Abstract 453P
Background
In metastatic colorectal cancer (mCRC), the main aim of treatment is to prolong overall survival (OS) without impairing quality of life (QoL). The RECOURSE trial demonstrated that trifluridine/tipiracil (FTD/TPI) significantly improved OS versus placebo in pretreated mCRC patients. QoL was not assessed in this phase III trial.
Methods
From 497 mCRC patients who were treated with FTD/TPI, clinical data was obtained from the population-based Netherlands Cancer Registry. From 169 patients, additional QoL (EORTC QLQ-C30) data was collected monthly from start of FTD/TPI in the QUALITAS cohort, a substudy of the Prospective Dutch CRC cohort (PLCRC). We calculated the QLQ-C30 Summary Score (QoL-SS). Differences in scores were deemed clinically relevant if ≥10 points.
Results
Median time on FTD/TPI treatment of the complete cohort (n=497) was 2.7 months (IQR 1.8-3.8). Median time from mCRC diagnosis to start FTD/TPI was 17.7 months (IQR 11.5-27.9). Median OS from initiation of FTD/TPI was 5.1 months (95% CI 4.6-5.6). To date, QoL results are available for 68 patients. Results of the total cohort will follow in the next 3 months. Patients who were treated with FTD/TPI for at least 3 months (n=24) reported clinically relevant less fatigue, appetite loss and higher QoL at treatment start than patients with shorter treatment duration (n=44): 28.2±20.2 vs. 46.6±27.5 (p=0.003), 4.2±14.9 vs. 31.1±36.2 (p<0.0001), and 84.4±10.3 vs. 74.8±18.1 (p=0.007), respectively. In the total group, no clinically relevant deterioration of QoL during FTD/TPI treatment was observed. QoL-SS at baseline was 78.3±16.3, after 2 months of treatment 80.8±14.6, after 3 months 84.3±13.8, and after 4 months 80.4±17.3. Also, fatigue, appetite loss, and nausea/vomiting did not deteriorate over time. Final QoL results will be presented at the ESMO Congress.
Conclusions
Overall survival in almost 500 patients from start of FTD/TPI is comparable to other population-based studies.
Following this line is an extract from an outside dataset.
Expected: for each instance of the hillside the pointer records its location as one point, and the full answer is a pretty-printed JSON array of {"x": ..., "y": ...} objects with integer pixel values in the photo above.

Our results suggest that fewer symptoms at start of FTD/TPI treatment are associated with longer treatment duration. QoL was maintained during FTD/TPI treatment, which supports its use in clinical practice.
Clinical trial identification
Editorial acknowledgement
Legal entity responsible for the study
The authors.
Funding
Servier Nederland Farma BV.
Disclosure
G. Vink: Research grant/Funding (institution), Travel/Accommodation/Expenses: Servier Farma; Research grant/Funding (institution): Bayer; Research grant/Funding (institution): Merck. M. Koopman: Honoraria (institution), Research grant/Funding (institution): BMS; Honoraria (institution), Research grant/Funding (institution): Nordic Pharma; Honoraria (institution), Research grant/Funding (institution): Servier Farma; Research grant/Funding (institution): Amgen; Research grant/Funding (institution): Bayer; Research grant/Funding (institution): Merck-Serono; Research grant/Funding (institution): Roche; Research grant/Funding (institution): Sirtex; Research grant/Funding (institution): Sanofi-Aventis; Travel/Accommodation/Expenses: Congress-Care - Dutch oncology society (NVMO). All other authors have declared no conflicts of interest.